That's no surprise. It has taken millions of years for humans to evolve and develop language skills. The book, 'Clan of the Cave Bears' fascinated me when I first read it about thirty years ago. In the novel, Neanderthal and modern humans made first contact and used body postures to express most of their social dictates. How could modern man install intricate details that have led mankind to this point?
Asimo, developed in 1996 and working as a tour guide at the museum for a four week trial, cannot respond to voice commands. The robot is only designed to answer 100 questions selected via touchscreen from a written panel. During a demonstration, it froze and asked: "Who wants to ask Asimo a question?" repeatedly when people pointed their cameras at it. Asimo can recognize a child waving to it, but it's not able to comprehend the meaning of the waving.

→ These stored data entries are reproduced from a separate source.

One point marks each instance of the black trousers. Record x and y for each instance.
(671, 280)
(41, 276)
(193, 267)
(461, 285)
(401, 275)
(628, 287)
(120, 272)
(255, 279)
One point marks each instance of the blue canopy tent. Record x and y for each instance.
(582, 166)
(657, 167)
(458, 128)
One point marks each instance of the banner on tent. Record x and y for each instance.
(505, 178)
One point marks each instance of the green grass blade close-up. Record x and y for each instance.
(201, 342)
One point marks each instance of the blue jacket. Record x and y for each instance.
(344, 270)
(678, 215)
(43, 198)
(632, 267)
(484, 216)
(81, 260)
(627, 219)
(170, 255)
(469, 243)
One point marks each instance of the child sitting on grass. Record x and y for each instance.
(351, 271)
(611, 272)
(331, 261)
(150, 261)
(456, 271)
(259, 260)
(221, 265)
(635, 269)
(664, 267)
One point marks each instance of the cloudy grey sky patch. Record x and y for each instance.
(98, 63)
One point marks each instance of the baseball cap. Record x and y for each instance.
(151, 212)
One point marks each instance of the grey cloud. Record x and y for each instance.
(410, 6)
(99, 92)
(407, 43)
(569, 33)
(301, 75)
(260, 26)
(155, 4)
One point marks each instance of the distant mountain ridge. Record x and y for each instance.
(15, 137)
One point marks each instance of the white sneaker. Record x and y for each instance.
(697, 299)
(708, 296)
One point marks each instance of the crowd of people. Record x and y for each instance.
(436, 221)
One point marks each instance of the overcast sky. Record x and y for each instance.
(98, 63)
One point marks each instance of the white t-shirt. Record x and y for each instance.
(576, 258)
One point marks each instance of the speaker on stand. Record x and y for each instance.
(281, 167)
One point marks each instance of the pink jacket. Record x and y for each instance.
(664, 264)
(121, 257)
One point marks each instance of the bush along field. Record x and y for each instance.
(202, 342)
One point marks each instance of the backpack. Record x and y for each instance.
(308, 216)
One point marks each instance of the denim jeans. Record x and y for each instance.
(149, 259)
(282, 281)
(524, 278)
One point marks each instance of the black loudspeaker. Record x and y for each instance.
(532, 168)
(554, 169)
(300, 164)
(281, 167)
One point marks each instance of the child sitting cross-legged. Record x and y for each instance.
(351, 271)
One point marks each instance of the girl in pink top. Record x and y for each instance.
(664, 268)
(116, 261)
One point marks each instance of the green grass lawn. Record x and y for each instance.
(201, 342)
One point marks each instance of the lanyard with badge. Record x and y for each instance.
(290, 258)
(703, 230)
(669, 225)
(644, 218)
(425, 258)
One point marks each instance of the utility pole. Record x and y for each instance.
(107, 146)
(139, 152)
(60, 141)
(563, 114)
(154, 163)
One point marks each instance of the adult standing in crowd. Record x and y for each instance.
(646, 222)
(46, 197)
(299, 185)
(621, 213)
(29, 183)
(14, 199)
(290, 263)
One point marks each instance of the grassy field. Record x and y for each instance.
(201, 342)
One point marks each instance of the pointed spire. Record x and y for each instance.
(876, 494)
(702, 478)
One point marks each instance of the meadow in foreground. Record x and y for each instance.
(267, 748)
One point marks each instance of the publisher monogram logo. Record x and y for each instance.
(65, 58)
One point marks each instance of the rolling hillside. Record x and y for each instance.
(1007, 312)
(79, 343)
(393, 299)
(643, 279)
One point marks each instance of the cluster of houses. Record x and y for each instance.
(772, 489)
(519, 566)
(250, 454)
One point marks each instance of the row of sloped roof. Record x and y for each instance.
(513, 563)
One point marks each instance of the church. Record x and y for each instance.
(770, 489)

Interaction with humans is the next big step for robotics. Experts are working on safe human-robot interaction. Rather than concentrating on making robots compliant, they want to instill advanced social intelligence. For example, if a robot is handing you something hot or sharp, it needs to know whether it has your attention.

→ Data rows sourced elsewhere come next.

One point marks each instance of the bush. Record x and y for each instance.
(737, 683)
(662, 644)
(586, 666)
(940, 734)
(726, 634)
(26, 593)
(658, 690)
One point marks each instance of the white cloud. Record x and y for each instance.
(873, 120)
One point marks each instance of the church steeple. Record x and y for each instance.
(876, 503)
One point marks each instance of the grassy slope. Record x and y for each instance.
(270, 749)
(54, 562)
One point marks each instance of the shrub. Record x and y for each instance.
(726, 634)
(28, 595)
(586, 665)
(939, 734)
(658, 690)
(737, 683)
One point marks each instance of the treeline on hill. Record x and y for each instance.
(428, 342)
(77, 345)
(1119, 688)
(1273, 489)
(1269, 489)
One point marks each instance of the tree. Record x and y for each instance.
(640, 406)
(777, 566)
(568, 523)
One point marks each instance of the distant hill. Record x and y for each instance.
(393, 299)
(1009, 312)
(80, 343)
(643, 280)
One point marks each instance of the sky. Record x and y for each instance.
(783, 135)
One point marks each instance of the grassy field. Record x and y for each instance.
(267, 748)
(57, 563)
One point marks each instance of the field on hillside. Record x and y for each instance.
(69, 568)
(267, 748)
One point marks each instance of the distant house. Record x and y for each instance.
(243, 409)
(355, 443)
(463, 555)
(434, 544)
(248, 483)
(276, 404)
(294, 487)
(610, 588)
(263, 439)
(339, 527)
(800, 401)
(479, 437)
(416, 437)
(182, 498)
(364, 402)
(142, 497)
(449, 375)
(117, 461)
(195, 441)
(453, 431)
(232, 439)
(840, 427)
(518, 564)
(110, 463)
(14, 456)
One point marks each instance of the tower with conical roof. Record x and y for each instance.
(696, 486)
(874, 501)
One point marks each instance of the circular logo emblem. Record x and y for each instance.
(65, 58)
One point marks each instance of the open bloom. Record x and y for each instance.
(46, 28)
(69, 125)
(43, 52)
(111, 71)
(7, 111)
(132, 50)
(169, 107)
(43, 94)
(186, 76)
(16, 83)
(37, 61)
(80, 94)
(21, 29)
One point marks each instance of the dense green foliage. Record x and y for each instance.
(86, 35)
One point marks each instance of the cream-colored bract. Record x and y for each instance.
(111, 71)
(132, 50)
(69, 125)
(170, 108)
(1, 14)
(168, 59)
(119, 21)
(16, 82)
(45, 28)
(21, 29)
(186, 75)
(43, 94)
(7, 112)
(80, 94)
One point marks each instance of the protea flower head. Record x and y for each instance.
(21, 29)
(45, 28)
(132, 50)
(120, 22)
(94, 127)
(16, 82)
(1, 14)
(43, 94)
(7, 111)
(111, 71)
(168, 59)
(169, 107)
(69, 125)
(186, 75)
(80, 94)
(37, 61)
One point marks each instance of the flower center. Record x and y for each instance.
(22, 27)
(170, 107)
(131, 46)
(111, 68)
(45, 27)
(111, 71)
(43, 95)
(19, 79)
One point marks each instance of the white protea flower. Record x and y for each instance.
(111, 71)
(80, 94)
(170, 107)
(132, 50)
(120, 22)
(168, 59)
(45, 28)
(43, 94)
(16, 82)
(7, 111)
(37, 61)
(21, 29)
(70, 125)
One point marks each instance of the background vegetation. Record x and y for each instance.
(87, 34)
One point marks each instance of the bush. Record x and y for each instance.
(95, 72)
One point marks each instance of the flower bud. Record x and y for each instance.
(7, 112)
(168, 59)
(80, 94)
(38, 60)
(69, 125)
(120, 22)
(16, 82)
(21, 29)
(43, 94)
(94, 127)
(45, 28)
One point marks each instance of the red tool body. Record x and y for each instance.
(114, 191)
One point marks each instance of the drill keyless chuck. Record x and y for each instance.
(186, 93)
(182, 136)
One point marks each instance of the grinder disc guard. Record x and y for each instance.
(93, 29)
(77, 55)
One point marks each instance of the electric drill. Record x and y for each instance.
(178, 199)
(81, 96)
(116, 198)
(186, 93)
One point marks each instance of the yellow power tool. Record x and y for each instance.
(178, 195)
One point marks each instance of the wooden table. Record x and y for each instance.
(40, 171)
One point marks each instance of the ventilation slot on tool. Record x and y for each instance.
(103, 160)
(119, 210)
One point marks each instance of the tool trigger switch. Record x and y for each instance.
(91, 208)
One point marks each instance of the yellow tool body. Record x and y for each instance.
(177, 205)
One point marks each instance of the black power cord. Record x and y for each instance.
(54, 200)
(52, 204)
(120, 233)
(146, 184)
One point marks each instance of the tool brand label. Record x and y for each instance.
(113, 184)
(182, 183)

I rarely use gestures when talking to my husband. Yet, when he's particularly agitated, his hands fly around, sometimes just missing my face.
Sitting at my computer most of the day, I don't have face-to-face contact with anyone. Maybe I've lost my communication skills. Last week, I went out to lunch with two women I'd only contacted through phone calls and via my husband. A strange awareness came over me while I was talking. My hands were joining in the conversation.
How about you? Do you make use of body language?